Prior to the release of The 4-Hour Chef, the book was boycotted by a selection of brick and mortar bookstores, most notably Barnes & Noble, because the book was published by Amazon Publishing rather than a traditional publisher. This boycott led to Ferriss striking a handful of partnerships with non-conventional partners, including BitTorrent, Panera Bread, and TaskRabbit. In particular, Ferriss partnered with BitTorrent to distribute an exclusive bundle of 4-Hour Chef content including excerpts from the book, photos, interviews and unpublished content. The bundle was downloaded over 300,000 times the first week after release.

In the week of release, Ferriss orchestrated an extensive media campaign, one that USA Today described as an "online media onslaught." The campaign included an "All-You-Can-Eat" promotion assembled by Ferriss, which offered incentives for book pre-orders ranging from supplemental materials to keynote speeches by Ferriss. During the first week of publication, the book received coverage in outlets such as CBS, Wired Magazine, Outside Magazine, and Dr. Oz.

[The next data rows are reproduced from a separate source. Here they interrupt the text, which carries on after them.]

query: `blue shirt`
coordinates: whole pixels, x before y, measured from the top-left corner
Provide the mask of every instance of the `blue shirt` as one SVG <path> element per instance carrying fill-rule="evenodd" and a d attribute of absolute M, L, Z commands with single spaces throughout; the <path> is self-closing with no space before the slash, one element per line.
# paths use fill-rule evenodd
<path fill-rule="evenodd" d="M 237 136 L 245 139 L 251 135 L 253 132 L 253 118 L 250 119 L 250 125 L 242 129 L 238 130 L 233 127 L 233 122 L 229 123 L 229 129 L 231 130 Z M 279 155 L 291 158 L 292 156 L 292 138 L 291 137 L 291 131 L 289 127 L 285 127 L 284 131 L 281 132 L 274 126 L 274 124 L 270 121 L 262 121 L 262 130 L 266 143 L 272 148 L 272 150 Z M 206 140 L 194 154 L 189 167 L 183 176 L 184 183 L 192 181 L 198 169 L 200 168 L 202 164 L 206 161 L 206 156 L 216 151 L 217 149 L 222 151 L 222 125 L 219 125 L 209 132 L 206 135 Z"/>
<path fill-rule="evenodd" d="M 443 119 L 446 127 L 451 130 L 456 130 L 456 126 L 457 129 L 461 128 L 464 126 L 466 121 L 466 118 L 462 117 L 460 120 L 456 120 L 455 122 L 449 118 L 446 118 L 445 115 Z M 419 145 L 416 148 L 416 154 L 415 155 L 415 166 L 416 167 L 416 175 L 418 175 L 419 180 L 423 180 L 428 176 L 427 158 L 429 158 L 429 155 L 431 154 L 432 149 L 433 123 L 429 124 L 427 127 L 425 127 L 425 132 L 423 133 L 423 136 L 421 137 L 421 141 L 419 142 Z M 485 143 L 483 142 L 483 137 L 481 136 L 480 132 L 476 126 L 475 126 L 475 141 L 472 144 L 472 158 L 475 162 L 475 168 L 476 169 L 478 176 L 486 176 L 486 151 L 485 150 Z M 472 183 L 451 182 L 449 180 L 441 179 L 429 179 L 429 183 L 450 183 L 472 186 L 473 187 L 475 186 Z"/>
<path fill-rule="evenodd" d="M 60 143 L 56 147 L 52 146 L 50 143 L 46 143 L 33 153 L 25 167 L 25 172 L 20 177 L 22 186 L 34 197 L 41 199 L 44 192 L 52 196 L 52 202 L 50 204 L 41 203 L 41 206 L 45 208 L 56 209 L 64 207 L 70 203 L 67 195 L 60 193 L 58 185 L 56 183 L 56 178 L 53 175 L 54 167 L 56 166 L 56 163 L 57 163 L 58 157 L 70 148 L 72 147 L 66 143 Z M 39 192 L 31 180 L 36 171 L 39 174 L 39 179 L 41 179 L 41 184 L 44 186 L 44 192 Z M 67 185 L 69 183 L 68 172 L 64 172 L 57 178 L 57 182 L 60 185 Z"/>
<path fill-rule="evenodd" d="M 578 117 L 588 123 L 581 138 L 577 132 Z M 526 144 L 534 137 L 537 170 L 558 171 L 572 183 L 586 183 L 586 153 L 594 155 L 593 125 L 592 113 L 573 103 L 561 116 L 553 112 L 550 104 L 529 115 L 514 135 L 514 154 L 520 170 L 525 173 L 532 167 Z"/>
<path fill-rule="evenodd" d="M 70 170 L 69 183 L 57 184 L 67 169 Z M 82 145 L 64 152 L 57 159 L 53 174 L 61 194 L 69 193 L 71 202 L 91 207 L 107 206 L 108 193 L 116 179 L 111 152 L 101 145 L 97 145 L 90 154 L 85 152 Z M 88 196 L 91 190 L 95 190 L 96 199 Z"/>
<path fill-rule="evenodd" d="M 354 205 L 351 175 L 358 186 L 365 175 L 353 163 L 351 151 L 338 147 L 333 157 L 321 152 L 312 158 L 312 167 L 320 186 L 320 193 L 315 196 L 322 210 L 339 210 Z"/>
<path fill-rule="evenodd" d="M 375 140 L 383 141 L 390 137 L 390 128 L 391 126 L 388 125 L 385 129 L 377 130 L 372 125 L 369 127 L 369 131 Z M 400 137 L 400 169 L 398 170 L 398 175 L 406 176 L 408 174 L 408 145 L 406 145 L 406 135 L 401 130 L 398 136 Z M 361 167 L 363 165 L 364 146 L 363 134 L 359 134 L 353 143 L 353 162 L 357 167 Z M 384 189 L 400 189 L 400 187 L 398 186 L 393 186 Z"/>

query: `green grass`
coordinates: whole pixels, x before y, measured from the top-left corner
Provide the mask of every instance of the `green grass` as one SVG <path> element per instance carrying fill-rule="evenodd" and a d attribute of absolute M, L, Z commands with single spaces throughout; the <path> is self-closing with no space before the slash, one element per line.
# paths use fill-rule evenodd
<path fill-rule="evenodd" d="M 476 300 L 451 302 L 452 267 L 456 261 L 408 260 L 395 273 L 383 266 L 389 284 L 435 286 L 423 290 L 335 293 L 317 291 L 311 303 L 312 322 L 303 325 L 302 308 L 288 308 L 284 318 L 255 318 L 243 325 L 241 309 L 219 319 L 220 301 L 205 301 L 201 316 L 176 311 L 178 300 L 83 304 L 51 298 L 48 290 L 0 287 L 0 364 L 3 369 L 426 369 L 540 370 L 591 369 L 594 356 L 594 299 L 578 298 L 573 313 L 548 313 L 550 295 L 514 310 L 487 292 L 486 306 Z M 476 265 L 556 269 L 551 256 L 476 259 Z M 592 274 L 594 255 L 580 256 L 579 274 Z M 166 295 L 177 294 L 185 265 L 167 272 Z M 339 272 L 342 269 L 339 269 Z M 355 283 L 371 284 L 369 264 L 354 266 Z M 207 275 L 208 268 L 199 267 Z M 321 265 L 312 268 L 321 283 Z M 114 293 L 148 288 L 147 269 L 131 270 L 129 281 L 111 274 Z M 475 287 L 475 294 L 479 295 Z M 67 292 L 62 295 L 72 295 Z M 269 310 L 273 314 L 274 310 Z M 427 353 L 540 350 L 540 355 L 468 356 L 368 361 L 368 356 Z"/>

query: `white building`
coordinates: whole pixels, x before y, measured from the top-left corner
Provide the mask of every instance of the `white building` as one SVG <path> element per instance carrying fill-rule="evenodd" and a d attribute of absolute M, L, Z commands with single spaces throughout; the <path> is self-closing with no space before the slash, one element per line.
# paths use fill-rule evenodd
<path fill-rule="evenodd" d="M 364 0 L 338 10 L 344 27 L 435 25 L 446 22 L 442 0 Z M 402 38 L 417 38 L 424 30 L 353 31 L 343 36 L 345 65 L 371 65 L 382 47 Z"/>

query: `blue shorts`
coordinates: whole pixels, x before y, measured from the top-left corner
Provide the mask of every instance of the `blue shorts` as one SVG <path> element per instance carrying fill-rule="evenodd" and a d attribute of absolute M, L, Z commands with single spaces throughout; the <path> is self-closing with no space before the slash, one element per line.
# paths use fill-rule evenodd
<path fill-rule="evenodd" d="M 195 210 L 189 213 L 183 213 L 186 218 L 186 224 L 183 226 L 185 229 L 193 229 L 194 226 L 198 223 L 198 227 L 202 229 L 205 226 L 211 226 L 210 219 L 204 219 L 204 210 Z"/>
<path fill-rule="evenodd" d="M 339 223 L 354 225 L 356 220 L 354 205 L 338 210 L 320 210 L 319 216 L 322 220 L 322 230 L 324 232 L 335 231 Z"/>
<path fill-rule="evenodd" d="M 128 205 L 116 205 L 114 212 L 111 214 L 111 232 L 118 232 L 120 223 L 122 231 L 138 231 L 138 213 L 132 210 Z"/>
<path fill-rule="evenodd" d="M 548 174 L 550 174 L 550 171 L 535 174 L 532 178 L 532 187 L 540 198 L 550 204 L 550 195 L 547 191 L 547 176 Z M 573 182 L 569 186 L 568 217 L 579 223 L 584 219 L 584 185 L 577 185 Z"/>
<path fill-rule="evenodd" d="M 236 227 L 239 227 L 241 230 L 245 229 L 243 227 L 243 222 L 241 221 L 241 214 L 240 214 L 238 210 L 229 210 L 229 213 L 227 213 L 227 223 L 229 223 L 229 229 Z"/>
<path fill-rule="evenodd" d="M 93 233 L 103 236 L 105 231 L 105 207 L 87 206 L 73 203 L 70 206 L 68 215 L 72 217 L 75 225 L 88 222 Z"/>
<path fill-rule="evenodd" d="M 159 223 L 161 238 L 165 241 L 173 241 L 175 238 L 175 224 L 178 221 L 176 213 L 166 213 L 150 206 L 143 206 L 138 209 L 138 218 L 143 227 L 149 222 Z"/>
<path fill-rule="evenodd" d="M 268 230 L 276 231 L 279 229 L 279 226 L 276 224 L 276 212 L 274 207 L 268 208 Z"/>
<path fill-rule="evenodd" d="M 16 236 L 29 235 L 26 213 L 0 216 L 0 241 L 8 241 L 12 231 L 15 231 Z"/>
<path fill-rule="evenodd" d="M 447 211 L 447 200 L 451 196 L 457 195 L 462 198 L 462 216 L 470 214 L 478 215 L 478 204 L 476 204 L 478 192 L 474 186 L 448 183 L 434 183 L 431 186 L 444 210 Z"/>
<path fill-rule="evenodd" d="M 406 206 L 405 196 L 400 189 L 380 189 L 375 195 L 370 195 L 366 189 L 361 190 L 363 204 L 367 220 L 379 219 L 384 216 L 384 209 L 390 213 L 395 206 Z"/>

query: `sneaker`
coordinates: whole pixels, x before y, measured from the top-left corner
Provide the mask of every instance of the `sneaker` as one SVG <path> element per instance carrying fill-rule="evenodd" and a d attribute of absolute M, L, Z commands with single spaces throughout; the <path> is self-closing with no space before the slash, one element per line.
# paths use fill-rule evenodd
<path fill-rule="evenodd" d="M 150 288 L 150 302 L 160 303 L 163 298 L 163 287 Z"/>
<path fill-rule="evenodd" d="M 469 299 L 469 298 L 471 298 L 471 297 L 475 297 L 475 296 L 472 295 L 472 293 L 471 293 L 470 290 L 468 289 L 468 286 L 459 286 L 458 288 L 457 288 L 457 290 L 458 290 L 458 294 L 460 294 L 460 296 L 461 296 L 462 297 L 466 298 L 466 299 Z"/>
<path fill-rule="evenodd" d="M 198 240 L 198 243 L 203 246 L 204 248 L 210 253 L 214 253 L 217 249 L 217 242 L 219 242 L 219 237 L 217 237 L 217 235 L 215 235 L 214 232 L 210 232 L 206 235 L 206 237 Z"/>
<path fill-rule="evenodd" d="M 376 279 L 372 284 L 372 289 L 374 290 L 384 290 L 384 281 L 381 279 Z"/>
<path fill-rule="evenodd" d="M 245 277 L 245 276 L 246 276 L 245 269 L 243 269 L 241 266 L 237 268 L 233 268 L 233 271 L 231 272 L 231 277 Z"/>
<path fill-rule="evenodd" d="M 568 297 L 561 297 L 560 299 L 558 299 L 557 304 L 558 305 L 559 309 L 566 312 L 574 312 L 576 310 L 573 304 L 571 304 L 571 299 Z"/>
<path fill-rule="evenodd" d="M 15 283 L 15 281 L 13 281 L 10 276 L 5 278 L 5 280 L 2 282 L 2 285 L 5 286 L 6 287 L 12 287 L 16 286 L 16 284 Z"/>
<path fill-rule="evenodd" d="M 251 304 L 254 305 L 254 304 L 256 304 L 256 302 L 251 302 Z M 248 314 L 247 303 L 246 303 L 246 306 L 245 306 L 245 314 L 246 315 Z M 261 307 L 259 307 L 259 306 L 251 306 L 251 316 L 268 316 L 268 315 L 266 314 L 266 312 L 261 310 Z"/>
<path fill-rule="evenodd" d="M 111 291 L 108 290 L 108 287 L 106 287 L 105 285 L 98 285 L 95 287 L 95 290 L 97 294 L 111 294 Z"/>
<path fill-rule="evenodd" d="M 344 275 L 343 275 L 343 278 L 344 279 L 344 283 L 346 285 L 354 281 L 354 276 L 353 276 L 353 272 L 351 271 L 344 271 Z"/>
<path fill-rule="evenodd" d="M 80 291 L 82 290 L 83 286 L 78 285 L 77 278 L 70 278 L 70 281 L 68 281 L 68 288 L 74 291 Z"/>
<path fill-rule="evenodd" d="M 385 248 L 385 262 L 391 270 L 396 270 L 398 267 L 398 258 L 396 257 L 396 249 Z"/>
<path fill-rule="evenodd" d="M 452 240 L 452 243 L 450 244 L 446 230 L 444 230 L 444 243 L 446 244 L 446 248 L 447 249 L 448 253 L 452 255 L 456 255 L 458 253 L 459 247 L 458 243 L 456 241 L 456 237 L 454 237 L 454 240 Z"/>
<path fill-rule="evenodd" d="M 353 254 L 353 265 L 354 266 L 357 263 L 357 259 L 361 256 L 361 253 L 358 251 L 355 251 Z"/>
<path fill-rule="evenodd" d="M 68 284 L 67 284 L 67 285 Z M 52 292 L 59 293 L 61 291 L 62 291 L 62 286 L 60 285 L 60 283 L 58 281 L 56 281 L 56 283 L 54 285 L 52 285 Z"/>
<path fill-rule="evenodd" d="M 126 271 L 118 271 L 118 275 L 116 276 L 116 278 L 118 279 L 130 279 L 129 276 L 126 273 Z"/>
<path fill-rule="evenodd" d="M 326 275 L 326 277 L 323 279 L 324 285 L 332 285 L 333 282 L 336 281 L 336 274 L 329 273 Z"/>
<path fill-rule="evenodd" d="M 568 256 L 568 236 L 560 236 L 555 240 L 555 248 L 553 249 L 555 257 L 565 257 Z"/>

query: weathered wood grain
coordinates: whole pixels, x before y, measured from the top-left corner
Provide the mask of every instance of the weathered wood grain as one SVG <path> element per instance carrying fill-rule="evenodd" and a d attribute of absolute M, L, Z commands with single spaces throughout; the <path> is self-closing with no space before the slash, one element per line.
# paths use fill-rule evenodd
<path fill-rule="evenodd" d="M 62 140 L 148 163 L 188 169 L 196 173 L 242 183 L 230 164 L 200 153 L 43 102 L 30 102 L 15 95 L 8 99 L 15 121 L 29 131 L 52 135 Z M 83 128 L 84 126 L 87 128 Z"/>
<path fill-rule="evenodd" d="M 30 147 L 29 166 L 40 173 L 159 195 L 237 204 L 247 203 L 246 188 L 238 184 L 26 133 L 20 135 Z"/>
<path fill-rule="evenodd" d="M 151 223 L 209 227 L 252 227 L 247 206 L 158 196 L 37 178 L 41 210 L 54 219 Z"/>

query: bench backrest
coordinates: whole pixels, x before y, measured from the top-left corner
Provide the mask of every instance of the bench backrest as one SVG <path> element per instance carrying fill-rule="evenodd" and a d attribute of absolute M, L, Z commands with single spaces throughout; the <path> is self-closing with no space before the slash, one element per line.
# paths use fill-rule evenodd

Reviewing for the Wall Street Journal, Aram Bakshiam Jr gave a mostly negative review, praising the book for describing the challenges and joys of cooking, but ultimately concluding it "lacks balance and coherence and has the feel of an overlong report produced by a committee." Kirkus Reviews was more positive, calling the book a "wildly inventive excursion through the creation of our daily bread."